The mosquito-borne disease is one of the world’s biggest public health challenges.
Malaria cases and deaths rose globally last year amid funding cuts and the “growing threat” of drug resistance, the World Health Organization (WHO) warned in a new report.
There were an estimated 282 million malaria cases and 610,000 deaths in 2024, about nine million additional cases and 12,000 more deaths than the previous year.
Eleven African countries account for about two-thirds of malaria cases and deaths, and progress in curbing the death rate “remains far off track,” the WHO said.
The uptick in cases in 2024 is “all the more concerning as it doesn’t yet account for the impact of the funding cuts from this year,” Gareth Jenkins, managing director of the nonprofit Malaria No More UK, said in a statement.
Wealthy countries such as the United States, the United Kingdom, Germany, and France have slashed funding for global health programmes, including those to fight malaria.
The WHO said the international aid cuts raise the risk of outbreaks and a resurgence of malaria – but that funding levels were already subpar.
In 2024, global funding for malaria control was estimated at $3.9 billion (€3.4 billion), the report found. That’s down slightly from the year before and far below the $9.3 billion (€8.1 billion) that health authorities say is needed.
Malaria is one of the world’s biggest public health challenges. It spreads to people through mosquitoes infected with a parasite, making it more difficult to eliminate than other diseases that spread between people.
Malaria is also becoming harder to defeat as the disease-carrying parasite evolves, making existing treatments and preventive measures – such as insecticide-treated bet nets – less effective, the WHO warned.
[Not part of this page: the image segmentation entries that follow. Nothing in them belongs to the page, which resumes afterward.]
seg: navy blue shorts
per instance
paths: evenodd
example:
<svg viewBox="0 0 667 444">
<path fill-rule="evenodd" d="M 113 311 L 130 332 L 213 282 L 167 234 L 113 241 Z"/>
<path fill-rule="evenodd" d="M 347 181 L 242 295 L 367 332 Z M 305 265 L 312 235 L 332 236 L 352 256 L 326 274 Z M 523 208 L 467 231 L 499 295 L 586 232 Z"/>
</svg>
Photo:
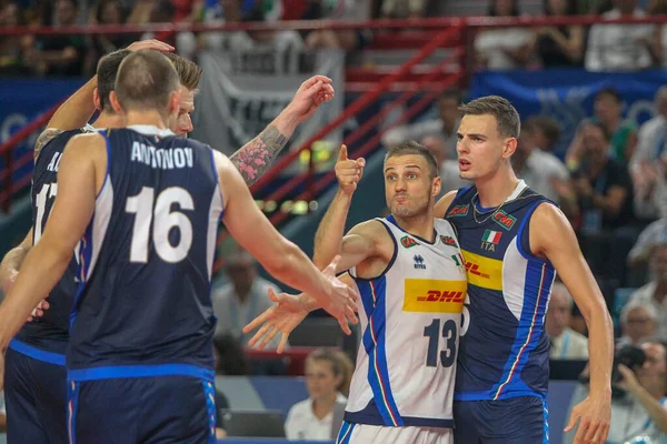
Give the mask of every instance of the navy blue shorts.
<svg viewBox="0 0 667 444">
<path fill-rule="evenodd" d="M 64 356 L 14 340 L 4 360 L 7 442 L 68 444 Z"/>
<path fill-rule="evenodd" d="M 71 444 L 216 443 L 215 395 L 192 376 L 69 382 Z"/>
<path fill-rule="evenodd" d="M 547 413 L 546 401 L 537 396 L 499 401 L 456 401 L 454 443 L 548 443 Z"/>
</svg>

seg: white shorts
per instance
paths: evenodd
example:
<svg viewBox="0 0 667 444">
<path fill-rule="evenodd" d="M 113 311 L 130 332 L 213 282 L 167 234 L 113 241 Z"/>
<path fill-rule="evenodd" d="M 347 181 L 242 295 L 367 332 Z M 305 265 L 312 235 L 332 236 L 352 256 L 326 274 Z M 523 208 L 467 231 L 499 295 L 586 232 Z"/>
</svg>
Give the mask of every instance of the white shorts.
<svg viewBox="0 0 667 444">
<path fill-rule="evenodd" d="M 454 431 L 436 427 L 387 427 L 344 422 L 336 444 L 452 444 Z"/>
</svg>

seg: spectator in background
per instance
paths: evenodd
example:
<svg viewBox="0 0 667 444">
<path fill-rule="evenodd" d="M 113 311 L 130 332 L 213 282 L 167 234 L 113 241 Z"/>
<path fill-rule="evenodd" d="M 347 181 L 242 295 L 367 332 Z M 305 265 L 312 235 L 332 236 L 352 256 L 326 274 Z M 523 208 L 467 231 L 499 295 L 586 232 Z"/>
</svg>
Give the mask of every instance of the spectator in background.
<svg viewBox="0 0 667 444">
<path fill-rule="evenodd" d="M 434 154 L 438 162 L 441 190 L 440 195 L 438 195 L 436 200 L 451 190 L 458 190 L 459 188 L 470 186 L 472 184 L 470 181 L 461 179 L 458 168 L 458 158 L 448 158 L 449 153 L 446 149 L 447 141 L 440 134 L 426 135 L 421 139 L 420 143 Z"/>
<path fill-rule="evenodd" d="M 601 14 L 604 20 L 621 17 L 643 18 L 636 0 L 615 0 L 615 8 Z M 647 42 L 653 41 L 653 24 L 594 24 L 588 37 L 588 71 L 639 70 L 651 65 Z"/>
<path fill-rule="evenodd" d="M 537 149 L 535 132 L 529 122 L 521 128 L 517 150 L 511 157 L 515 173 L 530 189 L 558 203 L 568 219 L 574 220 L 579 209 L 569 172 L 557 157 Z"/>
<path fill-rule="evenodd" d="M 573 172 L 584 229 L 611 230 L 633 220 L 633 184 L 627 169 L 608 153 L 609 139 L 598 123 L 586 122 L 574 150 L 580 159 Z"/>
<path fill-rule="evenodd" d="M 645 265 L 653 248 L 661 243 L 667 243 L 667 219 L 658 219 L 644 229 L 628 253 L 628 265 L 633 269 Z"/>
<path fill-rule="evenodd" d="M 329 441 L 340 424 L 334 424 L 336 407 L 345 408 L 355 366 L 337 350 L 318 349 L 306 359 L 308 400 L 292 405 L 285 422 L 287 438 Z M 342 420 L 342 416 L 340 417 Z"/>
<path fill-rule="evenodd" d="M 526 124 L 532 128 L 535 145 L 542 151 L 554 153 L 560 140 L 560 125 L 548 115 L 531 115 Z"/>
<path fill-rule="evenodd" d="M 492 0 L 491 17 L 518 17 L 517 0 Z M 498 28 L 481 31 L 475 38 L 480 69 L 509 70 L 528 65 L 532 57 L 532 37 L 527 28 Z"/>
<path fill-rule="evenodd" d="M 565 285 L 555 283 L 545 322 L 551 360 L 588 360 L 588 339 L 569 326 L 573 305 L 573 296 Z"/>
<path fill-rule="evenodd" d="M 637 148 L 637 128 L 630 120 L 623 119 L 623 99 L 614 88 L 605 88 L 595 94 L 594 117 L 590 120 L 599 123 L 609 138 L 611 158 L 629 163 Z"/>
<path fill-rule="evenodd" d="M 0 6 L 0 28 L 26 24 L 23 11 L 13 1 Z M 19 75 L 44 72 L 46 65 L 39 61 L 32 36 L 0 36 L 0 74 Z"/>
<path fill-rule="evenodd" d="M 457 159 L 456 132 L 461 121 L 458 110 L 460 103 L 461 94 L 458 90 L 451 89 L 442 92 L 436 102 L 438 109 L 436 119 L 394 128 L 385 133 L 382 144 L 391 148 L 409 140 L 417 141 L 422 140 L 426 135 L 439 134 L 445 140 L 445 159 Z"/>
<path fill-rule="evenodd" d="M 276 293 L 281 290 L 257 275 L 257 262 L 246 251 L 229 258 L 226 272 L 230 282 L 212 292 L 213 312 L 218 316 L 216 337 L 228 334 L 247 346 L 252 335 L 243 334 L 243 325 L 273 305 L 269 289 Z M 277 340 L 268 345 L 277 346 Z"/>
<path fill-rule="evenodd" d="M 240 23 L 243 21 L 241 0 L 219 0 L 217 9 L 210 9 L 205 16 L 205 22 L 211 24 Z M 230 51 L 251 46 L 251 39 L 246 31 L 205 32 L 200 46 L 216 51 Z"/>
<path fill-rule="evenodd" d="M 369 0 L 321 0 L 320 19 L 327 20 L 368 20 L 371 2 Z M 369 30 L 341 29 L 315 30 L 306 38 L 306 47 L 310 50 L 331 48 L 350 52 L 366 46 L 371 39 Z"/>
<path fill-rule="evenodd" d="M 620 311 L 621 336 L 617 344 L 639 346 L 658 331 L 658 312 L 651 303 L 635 301 Z"/>
<path fill-rule="evenodd" d="M 619 365 L 623 380 L 614 385 L 623 392 L 615 390 L 611 398 L 611 421 L 605 444 L 658 444 L 667 438 L 667 349 L 660 342 L 646 342 L 641 350 L 646 354 L 644 365 L 631 370 Z M 587 396 L 588 384 L 578 384 L 566 417 Z M 566 434 L 563 443 L 573 443 L 575 432 Z"/>
<path fill-rule="evenodd" d="M 547 17 L 575 16 L 575 0 L 544 0 Z M 544 68 L 579 67 L 584 57 L 584 28 L 544 27 L 534 34 L 535 48 Z"/>
<path fill-rule="evenodd" d="M 57 26 L 73 26 L 76 20 L 77 2 L 57 0 Z M 83 74 L 86 50 L 86 40 L 82 36 L 49 36 L 42 40 L 41 51 L 37 57 L 46 64 L 47 75 L 78 77 Z"/>
<path fill-rule="evenodd" d="M 667 87 L 656 93 L 657 114 L 639 129 L 630 161 L 635 214 L 641 219 L 667 216 Z"/>
<path fill-rule="evenodd" d="M 658 314 L 657 336 L 667 339 L 667 243 L 656 245 L 650 254 L 651 280 L 636 290 L 628 304 L 650 304 Z"/>
</svg>

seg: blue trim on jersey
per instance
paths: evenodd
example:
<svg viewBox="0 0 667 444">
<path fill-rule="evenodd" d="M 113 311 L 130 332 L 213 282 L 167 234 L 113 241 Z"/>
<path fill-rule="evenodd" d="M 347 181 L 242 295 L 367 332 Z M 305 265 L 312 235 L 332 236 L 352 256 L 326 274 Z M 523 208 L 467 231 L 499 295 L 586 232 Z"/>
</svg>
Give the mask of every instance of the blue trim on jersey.
<svg viewBox="0 0 667 444">
<path fill-rule="evenodd" d="M 545 413 L 545 436 L 542 444 L 549 444 L 549 408 L 547 408 L 547 401 L 542 400 L 542 411 Z"/>
<path fill-rule="evenodd" d="M 387 366 L 385 345 L 387 278 L 381 276 L 370 282 L 360 281 L 357 284 L 360 283 L 364 286 L 365 296 L 362 296 L 362 301 L 368 317 L 368 326 L 362 337 L 364 349 L 368 354 L 368 384 L 372 390 L 375 405 L 382 417 L 384 425 L 404 426 L 389 385 L 389 369 Z M 361 291 L 361 289 L 359 290 Z M 367 301 L 372 302 L 370 311 L 367 310 Z"/>
<path fill-rule="evenodd" d="M 375 220 L 378 221 L 378 222 L 380 222 L 382 224 L 382 226 L 385 228 L 385 230 L 387 230 L 387 233 L 389 233 L 389 238 L 391 238 L 391 241 L 394 242 L 394 254 L 391 255 L 391 260 L 389 261 L 389 263 L 387 264 L 387 266 L 385 266 L 385 270 L 382 270 L 382 272 L 380 273 L 380 275 L 378 275 L 376 278 L 359 278 L 359 276 L 356 276 L 357 269 L 356 268 L 350 269 L 349 270 L 350 276 L 352 276 L 355 280 L 370 282 L 370 281 L 375 281 L 376 279 L 382 278 L 385 274 L 387 274 L 387 272 L 389 271 L 389 269 L 391 269 L 391 266 L 394 265 L 394 262 L 396 262 L 396 258 L 398 256 L 398 242 L 396 242 L 396 236 L 391 232 L 391 229 L 389 226 L 387 226 L 387 224 L 385 223 L 384 219 L 376 218 Z"/>
<path fill-rule="evenodd" d="M 207 444 L 216 444 L 216 387 L 211 381 L 201 381 L 206 396 L 206 411 L 209 420 L 209 438 Z"/>
<path fill-rule="evenodd" d="M 112 365 L 70 370 L 67 372 L 68 381 L 97 381 L 116 377 L 152 376 L 192 376 L 203 381 L 213 381 L 216 373 L 212 370 L 190 364 Z"/>
<path fill-rule="evenodd" d="M 72 310 L 70 312 L 70 332 L 72 326 L 74 325 L 74 321 L 77 320 L 77 314 L 79 313 L 79 303 L 81 302 L 81 294 L 83 294 L 83 290 L 86 290 L 86 281 L 88 279 L 88 271 L 90 269 L 90 263 L 92 262 L 92 228 L 94 225 L 94 214 L 88 226 L 86 228 L 86 232 L 83 233 L 83 238 L 80 241 L 80 250 L 79 250 L 79 266 L 77 270 L 77 278 L 79 279 L 79 285 L 77 286 L 77 293 L 74 294 L 74 302 L 72 303 Z"/>
<path fill-rule="evenodd" d="M 209 149 L 211 150 L 211 168 L 213 169 L 213 175 L 216 176 L 216 183 L 219 186 L 220 185 L 220 176 L 218 175 L 218 168 L 216 168 L 216 157 L 213 153 L 213 149 L 210 147 L 209 147 Z M 222 216 L 225 215 L 225 196 L 222 195 L 222 189 L 220 189 L 219 191 L 220 191 L 220 202 L 222 203 L 222 211 L 220 212 L 220 218 L 218 219 L 218 225 L 220 225 L 220 221 L 222 220 Z"/>
<path fill-rule="evenodd" d="M 109 137 L 107 135 L 107 130 L 100 130 L 100 131 L 98 131 L 98 134 L 102 134 L 102 138 L 104 138 L 104 142 L 107 144 L 107 171 L 104 172 L 104 180 L 102 181 L 102 188 L 100 188 L 100 191 L 94 196 L 96 200 L 102 193 L 102 190 L 107 185 L 107 181 L 110 180 L 109 178 L 111 178 L 111 175 L 110 175 L 110 173 L 111 173 L 111 142 L 109 141 Z"/>
<path fill-rule="evenodd" d="M 77 412 L 79 411 L 79 390 L 81 384 L 67 384 L 67 430 L 69 444 L 77 444 Z"/>
<path fill-rule="evenodd" d="M 484 392 L 454 392 L 454 401 L 490 401 L 494 398 L 496 391 L 487 390 Z M 547 395 L 546 393 L 539 393 L 535 390 L 530 390 L 526 387 L 526 390 L 512 390 L 511 393 L 501 396 L 502 400 L 508 400 L 510 397 L 520 397 L 520 396 L 534 396 L 544 400 Z"/>
<path fill-rule="evenodd" d="M 344 421 L 340 425 L 340 432 L 336 438 L 336 444 L 349 444 L 352 438 L 352 432 L 355 431 L 355 423 L 348 423 Z"/>
<path fill-rule="evenodd" d="M 46 350 L 33 347 L 32 345 L 28 345 L 16 339 L 9 342 L 9 347 L 14 352 L 21 353 L 28 357 L 32 357 L 33 360 L 59 365 L 61 367 L 64 366 L 63 354 L 47 352 Z"/>
<path fill-rule="evenodd" d="M 556 272 L 551 265 L 545 262 L 528 261 L 524 286 L 524 307 L 521 309 L 517 335 L 502 370 L 502 376 L 491 389 L 492 400 L 504 398 L 502 392 L 531 391 L 521 381 L 521 371 L 544 332 L 544 317 L 555 274 Z M 531 295 L 536 290 L 536 300 L 529 300 L 527 295 Z"/>
</svg>

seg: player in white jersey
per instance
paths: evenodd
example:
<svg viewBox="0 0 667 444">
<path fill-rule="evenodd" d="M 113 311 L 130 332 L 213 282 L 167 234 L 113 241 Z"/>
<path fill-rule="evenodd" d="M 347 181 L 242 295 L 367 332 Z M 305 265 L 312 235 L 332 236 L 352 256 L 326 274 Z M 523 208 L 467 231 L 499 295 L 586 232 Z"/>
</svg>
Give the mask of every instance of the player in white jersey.
<svg viewBox="0 0 667 444">
<path fill-rule="evenodd" d="M 351 169 L 349 165 L 356 164 Z M 316 238 L 315 262 L 341 255 L 359 286 L 362 340 L 338 443 L 452 442 L 451 405 L 466 269 L 456 233 L 435 220 L 440 192 L 436 160 L 408 142 L 385 159 L 385 192 L 391 215 L 344 228 L 364 161 L 341 149 L 340 190 Z M 313 309 L 307 295 L 271 294 L 279 305 L 247 326 L 262 322 L 251 342 L 262 346 L 278 332 L 282 343 Z M 265 335 L 266 334 L 266 335 Z"/>
</svg>

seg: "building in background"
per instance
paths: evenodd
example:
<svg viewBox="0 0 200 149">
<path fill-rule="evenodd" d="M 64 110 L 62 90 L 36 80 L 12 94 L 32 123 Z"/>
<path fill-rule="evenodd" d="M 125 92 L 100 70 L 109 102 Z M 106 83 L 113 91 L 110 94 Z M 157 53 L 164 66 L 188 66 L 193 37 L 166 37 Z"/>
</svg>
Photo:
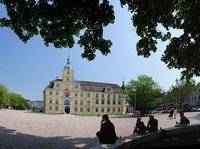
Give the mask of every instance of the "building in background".
<svg viewBox="0 0 200 149">
<path fill-rule="evenodd" d="M 197 84 L 197 90 L 190 94 L 190 106 L 200 106 L 200 83 Z"/>
<path fill-rule="evenodd" d="M 29 104 L 31 110 L 43 110 L 44 109 L 44 104 L 43 104 L 42 100 L 36 100 L 36 101 L 26 100 L 26 101 Z"/>
<path fill-rule="evenodd" d="M 62 79 L 56 77 L 50 81 L 43 97 L 45 113 L 118 115 L 126 112 L 125 98 L 119 85 L 75 80 L 69 57 Z"/>
</svg>

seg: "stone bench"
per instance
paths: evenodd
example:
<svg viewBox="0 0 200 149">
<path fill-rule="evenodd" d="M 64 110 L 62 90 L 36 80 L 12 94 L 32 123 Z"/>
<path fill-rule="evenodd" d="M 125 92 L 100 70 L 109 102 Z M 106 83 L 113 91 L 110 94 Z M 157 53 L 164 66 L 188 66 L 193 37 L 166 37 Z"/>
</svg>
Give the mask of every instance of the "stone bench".
<svg viewBox="0 0 200 149">
<path fill-rule="evenodd" d="M 147 133 L 144 135 L 130 135 L 130 136 L 122 138 L 121 140 L 117 140 L 117 142 L 114 144 L 98 144 L 96 146 L 91 147 L 90 149 L 108 149 L 108 148 L 109 149 L 124 149 L 124 148 L 131 149 L 131 148 L 137 148 L 138 146 L 157 147 L 156 145 L 158 145 L 159 147 L 162 145 L 170 146 L 170 143 L 172 146 L 174 144 L 180 145 L 181 139 L 177 139 L 177 136 L 185 136 L 190 133 L 191 134 L 199 133 L 198 135 L 200 136 L 200 124 L 190 124 L 187 126 L 176 125 L 175 127 L 161 129 L 156 133 Z M 158 140 L 162 140 L 162 141 L 158 141 Z M 157 142 L 160 142 L 160 144 Z M 187 144 L 187 142 L 185 143 Z"/>
</svg>

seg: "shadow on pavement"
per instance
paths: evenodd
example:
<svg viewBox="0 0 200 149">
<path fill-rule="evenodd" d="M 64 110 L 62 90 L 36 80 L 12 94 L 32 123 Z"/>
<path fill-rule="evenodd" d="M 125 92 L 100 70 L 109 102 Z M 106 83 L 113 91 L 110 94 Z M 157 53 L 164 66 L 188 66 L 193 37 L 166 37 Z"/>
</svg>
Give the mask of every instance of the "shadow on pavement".
<svg viewBox="0 0 200 149">
<path fill-rule="evenodd" d="M 70 136 L 45 138 L 0 126 L 1 149 L 84 149 L 96 144 L 96 138 L 70 138 Z"/>
</svg>

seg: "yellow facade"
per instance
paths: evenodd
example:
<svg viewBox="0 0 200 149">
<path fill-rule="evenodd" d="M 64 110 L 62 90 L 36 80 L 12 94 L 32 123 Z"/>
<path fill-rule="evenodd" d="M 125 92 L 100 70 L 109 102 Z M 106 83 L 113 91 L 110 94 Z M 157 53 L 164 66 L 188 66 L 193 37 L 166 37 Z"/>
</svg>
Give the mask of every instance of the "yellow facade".
<svg viewBox="0 0 200 149">
<path fill-rule="evenodd" d="M 69 58 L 62 79 L 51 81 L 44 90 L 45 113 L 77 115 L 125 114 L 126 102 L 116 84 L 77 81 Z"/>
</svg>

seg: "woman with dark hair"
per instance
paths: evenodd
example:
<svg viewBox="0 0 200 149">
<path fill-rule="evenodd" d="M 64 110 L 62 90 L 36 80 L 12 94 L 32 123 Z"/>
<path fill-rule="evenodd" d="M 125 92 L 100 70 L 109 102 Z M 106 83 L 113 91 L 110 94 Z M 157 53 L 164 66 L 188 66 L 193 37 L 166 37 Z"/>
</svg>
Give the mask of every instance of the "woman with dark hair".
<svg viewBox="0 0 200 149">
<path fill-rule="evenodd" d="M 101 144 L 113 144 L 117 140 L 117 135 L 115 132 L 115 126 L 109 120 L 107 114 L 102 116 L 100 131 L 96 133 Z"/>
<path fill-rule="evenodd" d="M 141 121 L 140 117 L 137 118 L 133 134 L 146 134 L 146 126 L 144 125 L 144 122 Z"/>
</svg>

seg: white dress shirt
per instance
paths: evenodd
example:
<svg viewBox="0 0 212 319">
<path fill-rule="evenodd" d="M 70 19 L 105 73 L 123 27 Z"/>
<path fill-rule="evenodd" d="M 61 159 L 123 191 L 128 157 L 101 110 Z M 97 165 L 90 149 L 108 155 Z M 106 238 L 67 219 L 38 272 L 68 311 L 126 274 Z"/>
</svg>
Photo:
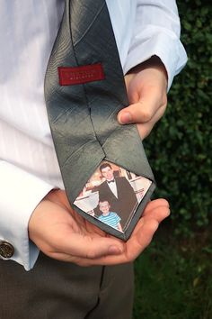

At least eight African countries have reported partial resistance to the drug artemisinin, which the WHO said has been the “backbone” of malaria treatments since the parasite learned to evade chloroquine, a frontline drug until the early 1980s.
Jenkins called for an increase in global funding to fight malaria, including for new treatments, “next-generation” bed nets, and vaccination campaigns.
“We need leaders not only to understand the scale of a possible malaria resurgence, but to see the potential of malaria science to help countries fight back,” Jenkins said.